NASA's pioneering Landsat satellite to be active for next half-century

NASA's Landsat has been capturing images of the Earth since 1972 and is still going strong

NASA's pioneering Landsat satellite has been in operation for the past five decades and is expected to continue taking images of the Earth for the next half-century. 

Last September NASA launched its Landsat 9 satellite, adding to its line of influential spacecrafts. In an interview with Tech Crunch, Jim Irons who has worked on Landsat since 1992, explained how the first Landsat worked, containing two instruments and working like a TV camera with analogue data.

"Hughes [Aircraft Company] convinced NASA to put another instrument on the payload that was more experimental: the Multi-Spectrum Scanner. And it provided digital data", he said. “It was an instrument that used an oscillating mirror that went back and forth to scan a path at 7-14 Hz, underneath the orbital path of the sensor, to create a digital image. And it’s mechanical! It was amazing.”

Virginia Norwood was the female engineer behind the sensor, one of the first women working in aerospace.

Privatised for a while to USGS, mapper scene data was being charged at $600 but was later made consistent with NASA and the data was distributed free of cost in 2008. Google and Amazon at the time didn't own the imagery but just copied a huge picture of the Earth and released it to their customers.

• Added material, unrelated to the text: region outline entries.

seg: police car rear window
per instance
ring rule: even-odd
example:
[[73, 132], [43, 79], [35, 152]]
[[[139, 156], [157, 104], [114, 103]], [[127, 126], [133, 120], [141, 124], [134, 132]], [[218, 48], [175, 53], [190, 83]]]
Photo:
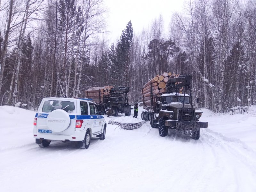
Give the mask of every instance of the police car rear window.
[[49, 113], [56, 109], [63, 109], [68, 113], [72, 113], [75, 110], [75, 103], [69, 101], [45, 101], [43, 106], [42, 112]]

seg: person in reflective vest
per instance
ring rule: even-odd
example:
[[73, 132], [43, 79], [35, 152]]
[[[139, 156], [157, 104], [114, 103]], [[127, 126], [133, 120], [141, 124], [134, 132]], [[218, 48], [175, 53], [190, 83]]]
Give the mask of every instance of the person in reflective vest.
[[136, 103], [135, 106], [134, 106], [134, 115], [133, 117], [137, 118], [138, 116], [138, 112], [139, 111], [139, 109], [138, 108], [138, 104]]

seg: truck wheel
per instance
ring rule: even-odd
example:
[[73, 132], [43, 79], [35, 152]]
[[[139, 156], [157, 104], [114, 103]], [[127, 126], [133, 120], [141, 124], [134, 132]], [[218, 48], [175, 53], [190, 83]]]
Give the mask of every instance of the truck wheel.
[[51, 143], [51, 141], [48, 141], [47, 140], [44, 139], [42, 141], [42, 142], [41, 143], [39, 143], [38, 144], [39, 147], [46, 147], [49, 146], [49, 145]]
[[103, 128], [103, 132], [101, 133], [101, 135], [100, 137], [100, 140], [104, 140], [105, 139], [105, 137], [106, 136], [106, 128], [107, 126], [105, 124], [104, 125], [104, 128]]
[[83, 145], [80, 147], [81, 149], [88, 149], [90, 145], [91, 142], [91, 135], [90, 135], [90, 131], [87, 130], [85, 133], [85, 135], [84, 136], [84, 139], [82, 141]]
[[158, 131], [159, 135], [161, 137], [165, 137], [168, 134], [168, 127], [164, 125], [165, 118], [162, 117], [159, 118], [158, 125]]
[[195, 140], [197, 140], [199, 139], [200, 137], [200, 127], [199, 127], [196, 132], [193, 133], [192, 138]]
[[112, 115], [114, 117], [116, 117], [117, 116], [117, 114], [118, 114], [118, 110], [117, 110], [117, 109], [116, 108], [112, 108], [112, 110], [113, 111]]
[[146, 111], [145, 112], [145, 121], [148, 121], [148, 119], [149, 117], [149, 114], [148, 114], [148, 111]]
[[144, 111], [142, 111], [141, 112], [141, 119], [142, 120], [144, 120]]
[[125, 113], [124, 115], [125, 115], [126, 116], [131, 116], [131, 110], [130, 110], [130, 111], [128, 112], [128, 113]]
[[152, 128], [157, 128], [158, 127], [158, 125], [156, 123], [156, 120], [155, 119], [155, 117], [154, 116], [154, 114], [152, 113], [150, 116], [150, 124], [151, 125], [151, 127]]

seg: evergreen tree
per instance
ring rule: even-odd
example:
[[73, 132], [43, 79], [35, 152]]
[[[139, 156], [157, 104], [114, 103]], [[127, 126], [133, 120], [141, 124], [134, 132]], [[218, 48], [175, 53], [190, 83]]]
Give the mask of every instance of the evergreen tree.
[[108, 53], [109, 64], [109, 83], [110, 84], [116, 85], [116, 71], [117, 61], [116, 52], [114, 43], [110, 46]]
[[108, 53], [106, 51], [101, 55], [98, 64], [98, 71], [100, 75], [97, 80], [99, 85], [100, 87], [109, 85], [109, 61], [108, 58]]
[[131, 49], [133, 45], [133, 30], [130, 21], [124, 30], [122, 31], [116, 49], [118, 66], [116, 71], [117, 75], [116, 81], [119, 82], [117, 85], [127, 86], [129, 83], [129, 72], [131, 66]]

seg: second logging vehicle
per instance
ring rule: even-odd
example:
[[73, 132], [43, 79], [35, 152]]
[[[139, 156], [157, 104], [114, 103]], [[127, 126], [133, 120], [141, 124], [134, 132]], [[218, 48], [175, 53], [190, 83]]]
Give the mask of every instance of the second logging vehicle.
[[131, 105], [129, 104], [127, 95], [129, 88], [127, 87], [114, 87], [109, 95], [103, 96], [102, 102], [100, 96], [100, 103], [98, 105], [100, 110], [106, 112], [111, 109], [114, 116], [117, 116], [118, 113], [124, 113], [126, 116], [131, 116]]
[[[196, 109], [193, 106], [190, 90], [192, 78], [190, 75], [169, 78], [165, 92], [154, 98], [151, 86], [150, 106], [144, 107], [147, 111], [142, 112], [141, 118], [149, 120], [152, 127], [158, 128], [160, 136], [166, 136], [168, 129], [173, 129], [179, 136], [198, 140], [200, 128], [208, 127], [208, 122], [199, 121], [202, 110]], [[183, 93], [180, 93], [182, 90]], [[198, 102], [198, 100], [196, 100]]]

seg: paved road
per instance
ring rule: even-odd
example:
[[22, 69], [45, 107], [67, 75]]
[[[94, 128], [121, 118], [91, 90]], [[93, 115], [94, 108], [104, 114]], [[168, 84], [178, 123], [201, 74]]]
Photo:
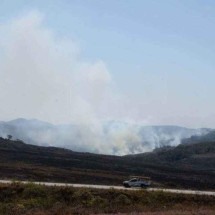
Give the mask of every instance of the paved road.
[[[0, 180], [0, 183], [10, 184], [14, 181]], [[19, 181], [23, 184], [29, 183], [29, 181]], [[33, 182], [34, 184], [46, 185], [46, 186], [71, 186], [71, 187], [86, 187], [96, 189], [116, 189], [116, 190], [140, 190], [141, 188], [125, 188], [123, 186], [108, 186], [108, 185], [91, 185], [91, 184], [68, 184], [68, 183], [52, 183], [52, 182]], [[169, 193], [182, 193], [182, 194], [195, 194], [195, 195], [210, 195], [215, 196], [215, 192], [212, 191], [198, 191], [198, 190], [176, 190], [176, 189], [162, 189], [162, 188], [147, 188], [147, 191], [162, 191]]]

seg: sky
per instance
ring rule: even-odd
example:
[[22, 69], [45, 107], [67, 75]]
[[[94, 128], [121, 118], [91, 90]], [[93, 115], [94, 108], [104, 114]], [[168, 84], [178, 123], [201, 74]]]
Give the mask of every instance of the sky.
[[212, 0], [0, 0], [0, 120], [215, 127]]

Over the years, Landsat 8 and 9 have been launched with improved and advanced sensors and have contributed to collecting invaluable data.

Discussing the success of commercial providers, Irons says, “The message we want to get out is that Landsat is complementary to that data — they don’t replace Landsat data. One, it’s open and transparent access — that’s key, and it’s true of all the data collected by NASA satellites. Two, the USGS has maintained this 50-year archive of data. Is there a business case for companies to archive their data for decades, so we can observe the effects of climate change over the long term rather than just have short bursts of data? I don’t know that the business case is there.”

He also goes on to appreciate the commercial provider's achievements, "The emergence of all these systems means the Landsat project has been incredibly successful; it basically created the market for them.”